Please Send Money provides young adults with the tools they need to navigate the tumultuous world of personal finance with smart advice from leading expert Dara Duguay, Director of Citigroup's Office of Financial Education. Dozens of eye-opening, real-life stories chronicle the financial mistakes commonly made by young people and present an array of solutions.

Duguay covers topics including:

--Avoiding the traps of easy credit
--How to manage car payments
--The dangers of using student loans for personal needs and wants
--Dealing with bankruptcy
--Overcoming material temptations

Please Send Money contains useful financial tools for determining budget, net worth, cost of credit, and safe debt levels. It's a book that no young adult should be without.


Editorial Reviews

About the Author

Dara Duguay, the Director of Citigroup's Office of Financial Education, has been involved with the issue of financial literacy for over a dozen years. She is the former Executive Director of the non-profit Jump$tart Coalition for Personal Financial Literacy in Washington, DC.

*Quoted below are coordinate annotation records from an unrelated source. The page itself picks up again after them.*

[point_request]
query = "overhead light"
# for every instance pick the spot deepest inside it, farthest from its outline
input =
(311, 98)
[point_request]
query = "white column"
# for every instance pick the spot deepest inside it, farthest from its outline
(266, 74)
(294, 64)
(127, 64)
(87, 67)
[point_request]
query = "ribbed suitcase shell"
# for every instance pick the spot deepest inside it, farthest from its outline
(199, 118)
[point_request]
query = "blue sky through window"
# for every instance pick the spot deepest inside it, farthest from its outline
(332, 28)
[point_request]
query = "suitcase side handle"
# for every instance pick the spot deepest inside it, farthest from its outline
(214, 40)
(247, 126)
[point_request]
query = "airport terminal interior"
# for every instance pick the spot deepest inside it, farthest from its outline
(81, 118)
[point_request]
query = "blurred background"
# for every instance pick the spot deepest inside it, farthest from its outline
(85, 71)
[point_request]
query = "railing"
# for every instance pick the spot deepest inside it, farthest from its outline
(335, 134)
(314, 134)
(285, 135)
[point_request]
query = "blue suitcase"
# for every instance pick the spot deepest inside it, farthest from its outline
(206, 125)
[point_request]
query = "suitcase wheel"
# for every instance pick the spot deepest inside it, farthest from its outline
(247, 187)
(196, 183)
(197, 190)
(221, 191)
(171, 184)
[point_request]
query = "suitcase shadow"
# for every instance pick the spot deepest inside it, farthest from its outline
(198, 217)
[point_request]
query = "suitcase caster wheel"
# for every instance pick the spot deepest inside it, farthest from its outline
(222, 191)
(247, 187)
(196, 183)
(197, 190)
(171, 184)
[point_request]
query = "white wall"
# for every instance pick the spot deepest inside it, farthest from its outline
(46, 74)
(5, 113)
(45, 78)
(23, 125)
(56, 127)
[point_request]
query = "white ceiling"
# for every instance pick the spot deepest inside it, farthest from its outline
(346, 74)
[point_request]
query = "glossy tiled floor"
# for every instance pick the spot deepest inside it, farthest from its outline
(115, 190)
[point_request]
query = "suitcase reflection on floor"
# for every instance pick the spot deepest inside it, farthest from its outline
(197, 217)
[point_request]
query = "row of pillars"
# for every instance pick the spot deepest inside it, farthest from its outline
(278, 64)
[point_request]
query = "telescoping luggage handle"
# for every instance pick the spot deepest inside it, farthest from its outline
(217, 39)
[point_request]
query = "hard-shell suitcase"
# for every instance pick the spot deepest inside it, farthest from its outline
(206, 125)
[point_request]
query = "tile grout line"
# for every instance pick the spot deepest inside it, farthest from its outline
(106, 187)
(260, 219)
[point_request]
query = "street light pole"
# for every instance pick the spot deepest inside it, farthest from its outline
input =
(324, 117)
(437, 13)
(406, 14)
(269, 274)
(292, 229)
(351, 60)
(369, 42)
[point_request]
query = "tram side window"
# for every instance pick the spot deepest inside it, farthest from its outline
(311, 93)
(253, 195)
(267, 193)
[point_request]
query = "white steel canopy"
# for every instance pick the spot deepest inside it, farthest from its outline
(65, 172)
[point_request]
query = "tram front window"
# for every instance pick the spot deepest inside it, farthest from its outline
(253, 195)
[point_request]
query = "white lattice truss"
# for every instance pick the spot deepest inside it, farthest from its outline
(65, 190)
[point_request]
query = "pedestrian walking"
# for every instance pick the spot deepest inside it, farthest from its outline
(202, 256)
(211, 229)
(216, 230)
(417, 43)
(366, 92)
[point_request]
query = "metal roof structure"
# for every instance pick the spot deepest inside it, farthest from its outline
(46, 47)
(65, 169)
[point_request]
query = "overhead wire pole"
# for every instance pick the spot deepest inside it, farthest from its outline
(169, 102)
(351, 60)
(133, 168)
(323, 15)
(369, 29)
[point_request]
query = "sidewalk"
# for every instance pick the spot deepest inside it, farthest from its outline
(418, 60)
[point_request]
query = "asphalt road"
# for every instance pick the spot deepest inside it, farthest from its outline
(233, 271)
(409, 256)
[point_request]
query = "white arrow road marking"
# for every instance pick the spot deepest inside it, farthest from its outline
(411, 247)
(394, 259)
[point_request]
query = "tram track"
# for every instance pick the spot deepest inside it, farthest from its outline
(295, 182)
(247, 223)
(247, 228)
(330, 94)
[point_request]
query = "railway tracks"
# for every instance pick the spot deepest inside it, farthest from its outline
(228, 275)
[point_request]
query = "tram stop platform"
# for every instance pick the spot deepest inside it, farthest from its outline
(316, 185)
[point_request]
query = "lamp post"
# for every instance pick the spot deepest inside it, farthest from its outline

Excerpt. © Reprinted by permission. All rights reserved.

The Three R's of College: Reading, 'Riting and Revolving Debt

The college years are probably the first time in your life where your parents will not constantly monitor you. The hour you go to sleep or wake up, your activities, what you eat, whom you hang out with, and how you spend your money become your decisions, not theirs. This newfound independence can be quite liberating, as your parents' rules and guidance are no longer controlling your life to the extent they used to. However, this may cause you to make decisions that you are not truly knowledgeable about, just because you can.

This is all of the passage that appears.